Re: Hafenviertel | Im Kerker von Nowigrad
Verfasst: Freitag 6. Januar 2023, 13:18
Ein unangenehmes Summen erzwang Aevnes Aufmerksamkeit. Ein Rauschen...Flüstern...Zwicken und Jucken, dem man unbedingt nachgehen wollte.
Sie hatte den Lärm gehört, die Stimmen. War an die Tür ihrer Zelle gestürzt, hatte das Ohr gegen das Holz gepresst und instinktiv versucht hinaus zu greifen... der Schmerz in ihrem Kopf war atemberaubend gewesen. Als würde sie mit aller Kraft gegen eine Mauer laufen.
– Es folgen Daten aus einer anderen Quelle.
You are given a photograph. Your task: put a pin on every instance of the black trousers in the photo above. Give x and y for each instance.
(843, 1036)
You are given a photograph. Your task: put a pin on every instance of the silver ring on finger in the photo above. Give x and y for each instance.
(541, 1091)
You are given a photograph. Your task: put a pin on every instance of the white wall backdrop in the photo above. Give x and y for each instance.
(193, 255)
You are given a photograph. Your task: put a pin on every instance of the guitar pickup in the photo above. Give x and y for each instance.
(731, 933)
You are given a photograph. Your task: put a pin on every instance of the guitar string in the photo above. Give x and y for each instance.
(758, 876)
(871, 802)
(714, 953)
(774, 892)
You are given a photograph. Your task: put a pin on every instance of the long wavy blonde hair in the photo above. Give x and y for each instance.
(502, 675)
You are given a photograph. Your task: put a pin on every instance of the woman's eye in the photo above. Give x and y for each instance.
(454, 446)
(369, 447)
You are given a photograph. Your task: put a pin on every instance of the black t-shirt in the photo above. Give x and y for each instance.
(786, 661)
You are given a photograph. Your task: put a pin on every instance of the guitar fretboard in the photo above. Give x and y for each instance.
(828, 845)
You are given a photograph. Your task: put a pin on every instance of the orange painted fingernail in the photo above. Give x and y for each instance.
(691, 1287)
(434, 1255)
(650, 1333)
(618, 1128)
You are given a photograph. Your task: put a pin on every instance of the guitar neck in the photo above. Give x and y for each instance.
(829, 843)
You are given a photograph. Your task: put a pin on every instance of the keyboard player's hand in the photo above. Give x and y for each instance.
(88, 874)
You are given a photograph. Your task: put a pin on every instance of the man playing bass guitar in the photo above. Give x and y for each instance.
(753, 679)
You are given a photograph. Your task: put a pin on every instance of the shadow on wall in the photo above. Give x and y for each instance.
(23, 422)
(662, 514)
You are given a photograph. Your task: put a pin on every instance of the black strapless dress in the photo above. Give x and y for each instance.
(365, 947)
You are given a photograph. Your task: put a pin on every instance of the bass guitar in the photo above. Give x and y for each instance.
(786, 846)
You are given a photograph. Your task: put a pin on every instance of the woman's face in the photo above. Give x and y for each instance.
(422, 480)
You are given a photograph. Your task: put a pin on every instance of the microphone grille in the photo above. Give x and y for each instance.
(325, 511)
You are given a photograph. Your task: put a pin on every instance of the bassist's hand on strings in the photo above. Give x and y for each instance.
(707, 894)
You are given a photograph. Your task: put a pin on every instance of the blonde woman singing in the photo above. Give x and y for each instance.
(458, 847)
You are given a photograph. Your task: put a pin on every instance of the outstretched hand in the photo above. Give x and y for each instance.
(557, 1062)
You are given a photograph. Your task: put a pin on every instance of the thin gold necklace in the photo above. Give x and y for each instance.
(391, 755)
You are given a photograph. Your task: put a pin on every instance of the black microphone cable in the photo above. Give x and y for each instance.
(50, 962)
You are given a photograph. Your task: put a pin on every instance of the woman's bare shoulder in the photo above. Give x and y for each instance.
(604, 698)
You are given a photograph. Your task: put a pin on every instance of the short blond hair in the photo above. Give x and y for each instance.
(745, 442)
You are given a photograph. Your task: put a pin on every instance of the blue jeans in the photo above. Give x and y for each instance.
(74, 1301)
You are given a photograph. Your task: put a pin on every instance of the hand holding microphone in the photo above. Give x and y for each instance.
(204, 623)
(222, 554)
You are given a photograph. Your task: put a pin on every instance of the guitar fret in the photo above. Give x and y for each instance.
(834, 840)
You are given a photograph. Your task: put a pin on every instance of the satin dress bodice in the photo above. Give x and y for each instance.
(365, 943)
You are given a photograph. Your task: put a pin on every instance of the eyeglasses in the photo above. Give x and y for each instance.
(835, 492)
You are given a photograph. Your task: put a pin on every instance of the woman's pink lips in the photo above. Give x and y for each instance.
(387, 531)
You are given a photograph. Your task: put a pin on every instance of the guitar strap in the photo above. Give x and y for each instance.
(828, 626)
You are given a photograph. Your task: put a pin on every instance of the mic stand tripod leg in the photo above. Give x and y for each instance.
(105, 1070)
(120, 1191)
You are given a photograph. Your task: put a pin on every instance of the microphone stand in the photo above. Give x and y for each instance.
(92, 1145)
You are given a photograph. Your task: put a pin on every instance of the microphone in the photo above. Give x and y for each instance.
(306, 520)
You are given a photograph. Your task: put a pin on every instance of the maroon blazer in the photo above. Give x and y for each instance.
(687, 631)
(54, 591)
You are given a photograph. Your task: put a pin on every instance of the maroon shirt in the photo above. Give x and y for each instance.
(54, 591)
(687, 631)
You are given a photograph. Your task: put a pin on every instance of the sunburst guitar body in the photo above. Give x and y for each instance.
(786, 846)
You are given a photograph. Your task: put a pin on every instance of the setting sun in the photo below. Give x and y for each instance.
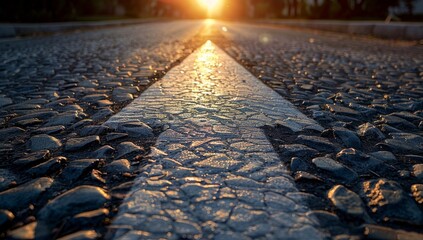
(210, 5)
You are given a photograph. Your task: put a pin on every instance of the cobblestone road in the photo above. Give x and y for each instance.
(215, 174)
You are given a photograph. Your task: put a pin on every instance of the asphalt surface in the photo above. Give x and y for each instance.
(60, 162)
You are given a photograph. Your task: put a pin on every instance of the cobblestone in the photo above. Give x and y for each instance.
(221, 143)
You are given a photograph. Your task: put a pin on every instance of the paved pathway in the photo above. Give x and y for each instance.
(213, 172)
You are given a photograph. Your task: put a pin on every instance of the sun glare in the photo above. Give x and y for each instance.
(210, 5)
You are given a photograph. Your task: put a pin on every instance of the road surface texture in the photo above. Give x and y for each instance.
(208, 151)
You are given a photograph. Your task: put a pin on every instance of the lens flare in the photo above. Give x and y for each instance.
(212, 6)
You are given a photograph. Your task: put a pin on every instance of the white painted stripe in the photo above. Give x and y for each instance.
(214, 173)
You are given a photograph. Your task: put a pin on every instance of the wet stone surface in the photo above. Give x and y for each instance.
(55, 93)
(67, 86)
(212, 173)
(368, 96)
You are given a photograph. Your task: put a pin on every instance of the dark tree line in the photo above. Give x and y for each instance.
(328, 9)
(65, 10)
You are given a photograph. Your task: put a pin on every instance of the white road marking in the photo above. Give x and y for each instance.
(214, 175)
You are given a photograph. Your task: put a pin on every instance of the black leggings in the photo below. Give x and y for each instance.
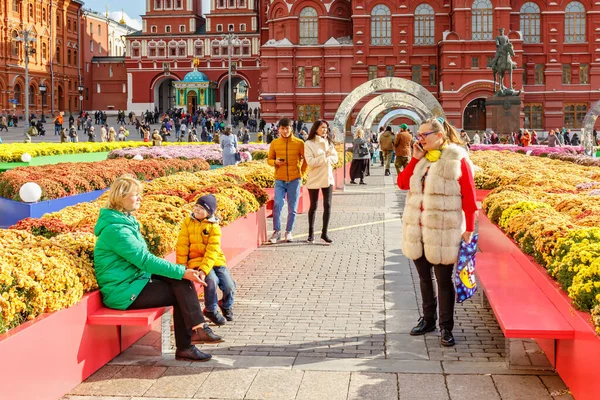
(314, 199)
(162, 291)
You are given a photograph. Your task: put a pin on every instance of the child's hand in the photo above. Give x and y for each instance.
(194, 276)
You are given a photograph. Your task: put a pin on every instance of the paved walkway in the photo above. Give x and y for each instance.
(320, 322)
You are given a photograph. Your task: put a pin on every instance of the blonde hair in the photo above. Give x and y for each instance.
(121, 187)
(439, 124)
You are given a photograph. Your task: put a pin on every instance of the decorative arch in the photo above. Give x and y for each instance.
(382, 84)
(587, 128)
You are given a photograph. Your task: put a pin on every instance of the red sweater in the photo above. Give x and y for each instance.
(467, 189)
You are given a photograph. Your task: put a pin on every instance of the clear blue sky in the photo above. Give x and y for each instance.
(133, 8)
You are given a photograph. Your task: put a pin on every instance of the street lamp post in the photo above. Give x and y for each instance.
(80, 89)
(43, 89)
(228, 40)
(27, 37)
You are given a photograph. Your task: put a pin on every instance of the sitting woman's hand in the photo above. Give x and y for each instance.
(195, 276)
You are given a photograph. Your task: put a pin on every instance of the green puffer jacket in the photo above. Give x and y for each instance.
(122, 261)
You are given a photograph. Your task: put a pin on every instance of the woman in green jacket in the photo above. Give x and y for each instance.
(132, 278)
Aevne war an der Tür zusammen gesackt, benommen und orientierungslos.
So fand sie der Ruf und hatte leichtes Spiel. Dieses Mal.
"Mylady."
Eine Stimme, dunkel und warm wie schwarzer Samt direkt neben ihr.
Da saß der alte Elf aus der anderen Welt etwas rechts von ihr, ebenfalls an die Wand gelehnt, in der sich die Tür befand. Das linke Bein angezogen, das rechte ausgestreckt, das Handgelenk locker auf dem angewinkelten Knie abgelegt.
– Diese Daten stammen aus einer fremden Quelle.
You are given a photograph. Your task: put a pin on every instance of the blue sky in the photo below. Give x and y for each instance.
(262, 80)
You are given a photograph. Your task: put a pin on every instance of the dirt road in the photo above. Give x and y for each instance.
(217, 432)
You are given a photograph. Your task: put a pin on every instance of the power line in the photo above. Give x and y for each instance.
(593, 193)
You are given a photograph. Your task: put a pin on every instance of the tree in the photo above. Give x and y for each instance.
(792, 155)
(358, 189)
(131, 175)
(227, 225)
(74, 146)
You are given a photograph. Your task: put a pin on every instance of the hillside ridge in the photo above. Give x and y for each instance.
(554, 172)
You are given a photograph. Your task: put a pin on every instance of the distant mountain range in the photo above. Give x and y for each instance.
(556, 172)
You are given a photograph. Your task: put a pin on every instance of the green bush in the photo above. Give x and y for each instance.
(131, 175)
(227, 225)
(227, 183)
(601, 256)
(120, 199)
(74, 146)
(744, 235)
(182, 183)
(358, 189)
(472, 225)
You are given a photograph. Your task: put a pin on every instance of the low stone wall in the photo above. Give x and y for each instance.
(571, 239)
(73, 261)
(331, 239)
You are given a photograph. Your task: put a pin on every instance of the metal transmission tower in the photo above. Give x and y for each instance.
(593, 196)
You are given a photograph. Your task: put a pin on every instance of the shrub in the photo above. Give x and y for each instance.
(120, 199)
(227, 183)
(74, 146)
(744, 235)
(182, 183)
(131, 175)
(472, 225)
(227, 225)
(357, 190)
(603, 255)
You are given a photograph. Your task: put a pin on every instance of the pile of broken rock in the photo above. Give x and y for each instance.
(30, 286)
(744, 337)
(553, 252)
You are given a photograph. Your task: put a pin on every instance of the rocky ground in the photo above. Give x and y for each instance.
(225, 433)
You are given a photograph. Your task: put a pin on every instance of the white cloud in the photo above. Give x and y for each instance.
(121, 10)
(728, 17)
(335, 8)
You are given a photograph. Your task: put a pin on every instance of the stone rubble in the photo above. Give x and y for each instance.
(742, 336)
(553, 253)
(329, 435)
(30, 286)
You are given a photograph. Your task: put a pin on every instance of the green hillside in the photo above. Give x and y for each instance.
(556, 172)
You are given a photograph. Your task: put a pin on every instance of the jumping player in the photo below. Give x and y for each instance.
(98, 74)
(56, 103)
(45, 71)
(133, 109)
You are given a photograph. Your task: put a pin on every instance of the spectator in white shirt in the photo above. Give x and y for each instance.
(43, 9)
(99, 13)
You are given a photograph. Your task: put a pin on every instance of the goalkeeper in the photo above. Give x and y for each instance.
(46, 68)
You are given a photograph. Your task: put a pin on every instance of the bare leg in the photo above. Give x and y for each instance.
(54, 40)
So nah, dass sie ihn hätte berühren können aber nicht so nah, dass es aufdringlich wirkte. "Mylady Faoiltiarna, es tut mir leid. Ich habe versucht euch aufzusuchen. Ich habe versagt. Ihr seht nicht gut aus. Haben sie euch gefoltert?"
Bei den Göttern, selbst so am Boden wie jetzt war sie wunderschön. In Freiheit, ein Schwert in der Hand auf einem Reittier würde ihr kein Mann widerstehen können.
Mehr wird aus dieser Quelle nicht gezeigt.